Demos por buenos los términos izquierda y derecha como categoría política. Es algo que, en los tiempos que corren, no tiene demasiado sentido. Pero las cosas no son como queremos que sean, ni siquiera como deberían ser; las cosas son como realmente son. Y es cierto que estos términos se siguen empleando con asiduidad para calificar las posiciones políticas; así que aceptemos pulpo como animal de compañía, al menos para este artículo. En ese caso debo decir que los pobres de derechas merecen todo el respeto del mundo. Al igual que los ricos de izquierdas. Y lo merecen porque, al contrario de lo que algunos pretenden hacer creer, la ideología, abordada en términos racionales, no es una cuestión de clase; no obedece al grupo al que uno pertenece, sino que responde a aquello en lo que uno cree. A las ideas que cada uno tiene sobre cómo se gestiona mejor una comunidad política.

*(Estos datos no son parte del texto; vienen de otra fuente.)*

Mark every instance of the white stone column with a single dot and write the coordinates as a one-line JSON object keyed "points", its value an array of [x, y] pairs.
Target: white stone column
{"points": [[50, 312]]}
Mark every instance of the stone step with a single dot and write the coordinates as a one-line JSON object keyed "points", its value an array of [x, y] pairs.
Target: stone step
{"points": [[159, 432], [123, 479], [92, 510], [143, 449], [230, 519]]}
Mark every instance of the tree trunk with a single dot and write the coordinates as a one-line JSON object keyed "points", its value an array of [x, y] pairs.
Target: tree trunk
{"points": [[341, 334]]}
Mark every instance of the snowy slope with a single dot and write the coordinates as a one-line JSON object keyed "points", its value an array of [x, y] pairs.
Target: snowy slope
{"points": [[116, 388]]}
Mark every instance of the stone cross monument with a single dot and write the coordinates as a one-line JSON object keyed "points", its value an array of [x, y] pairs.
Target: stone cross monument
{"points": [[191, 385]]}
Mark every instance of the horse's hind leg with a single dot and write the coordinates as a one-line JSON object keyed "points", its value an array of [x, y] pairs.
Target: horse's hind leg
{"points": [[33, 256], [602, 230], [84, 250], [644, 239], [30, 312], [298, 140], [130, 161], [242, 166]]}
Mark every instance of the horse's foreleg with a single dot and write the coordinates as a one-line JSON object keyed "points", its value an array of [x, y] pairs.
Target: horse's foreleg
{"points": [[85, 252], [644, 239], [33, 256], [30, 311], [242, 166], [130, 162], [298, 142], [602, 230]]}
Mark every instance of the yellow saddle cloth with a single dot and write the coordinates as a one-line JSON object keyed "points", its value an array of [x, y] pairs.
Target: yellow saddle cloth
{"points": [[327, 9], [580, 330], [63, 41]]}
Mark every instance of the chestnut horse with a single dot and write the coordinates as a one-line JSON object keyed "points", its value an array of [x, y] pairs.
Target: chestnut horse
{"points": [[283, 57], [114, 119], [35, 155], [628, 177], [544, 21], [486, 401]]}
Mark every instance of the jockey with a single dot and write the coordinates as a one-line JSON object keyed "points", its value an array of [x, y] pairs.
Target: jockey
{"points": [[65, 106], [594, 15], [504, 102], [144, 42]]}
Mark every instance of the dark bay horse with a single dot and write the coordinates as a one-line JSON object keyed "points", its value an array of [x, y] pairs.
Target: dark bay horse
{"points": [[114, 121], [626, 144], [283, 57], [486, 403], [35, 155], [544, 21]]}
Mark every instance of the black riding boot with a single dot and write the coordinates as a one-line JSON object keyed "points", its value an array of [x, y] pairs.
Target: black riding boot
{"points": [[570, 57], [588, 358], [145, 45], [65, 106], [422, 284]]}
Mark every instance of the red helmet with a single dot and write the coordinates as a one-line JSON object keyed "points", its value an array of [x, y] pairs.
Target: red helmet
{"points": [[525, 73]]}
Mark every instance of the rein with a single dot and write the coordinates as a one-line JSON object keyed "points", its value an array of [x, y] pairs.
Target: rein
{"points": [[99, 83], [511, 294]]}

Pero si se ha naturalizado tanto la idea de que por pertenecer a determinado colectivo se debe, necesariamente, adoptar una ideología concreta es porque, más allá de la forma racional de entender la política, se ha extendido otra mucho más peligrosa: la moral. La que, en vez de analizar datos, juzga, y nunca mejor dicho, unas intenciones que siempre presupone malvadas cuando son las del de enfrente. La que lo reduce todo a una pelea entre buenos y malos. La que impide el debate y criminaliza ya no sólo la crítica, sino la simple duda. La que no expone, impone. La que no explica, pontifica. Y la que no busca convencer, sino vencer. Y es que analizarlo todo desde la moral implica considerar lícita, exclusivamente, la posición propia. O, dicho de otra manera, significa entender ilegítima la postura contraria. Y en términos morales es no solo un derecho, sino una obligación, combatir aquello que no se considera legítimo. Así han nacido la mayoría de atrocidades de la historia. Huyamos de la política de la moral, hagámoslo por nuestro bien.